Hey guys! Hope everyone is doing well. I know I've still been a busy bee, but after Friday, I'll have a little bit more time on my hands because it's my last final of the quarter. So I'll have a two week break before having to go at it all over again.
And I tell ya, it's going to be a much needed break. I might even find myself sleeping more (right now I'm averaging about 5 hours a night, if I'm lucky!).

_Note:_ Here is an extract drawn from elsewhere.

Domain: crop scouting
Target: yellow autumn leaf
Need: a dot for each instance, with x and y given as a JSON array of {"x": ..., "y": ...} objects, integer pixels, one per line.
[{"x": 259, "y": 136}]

Anyway, I thought I'd post an easy side dish that any one can make. It's a versatile dish where you can really add practically anything to, and keeps really well if you have leftovers.
Ingredients:
1 oz. clarified butter
2 oz. onion, small diced
1 oz. celery, small diced
1 oz. carrot, small diced
1 cup white rice
2 cups stock (chicken, beef, fish, vegetable - I happened to only have beef in the fridge so I used that)
1/2 bay leaf
salt and pepper, to taste
our mise en place |
Heat a medium saucepan under medium high heat and add your butter. When your butter is heated up, add your vegetables and sweat (cook without browning) them, about 3-5 minutes.
Once the vegetables are slightly softened, add the rice. Stir until lightly toasted, about 1-2 minutes.
Then slowly incorporate your stock of choice.
Then add your half of a bay leaf.
Bring mixture to a boil.
Then lower to a simmer and cover.
Let cook for about 20-25 minutes, or until about 95% of stock is absorbed into rice.
Serve as is or use as a side dish for a main course. We ended up sauteing a few shrimp, putting them on top of the pilaf, and calling it dinner!
Hope everyone is doing well and surviving the holiday season (once again, I've completed all of my Christmas shopping online, avoiding the malls like the plague!).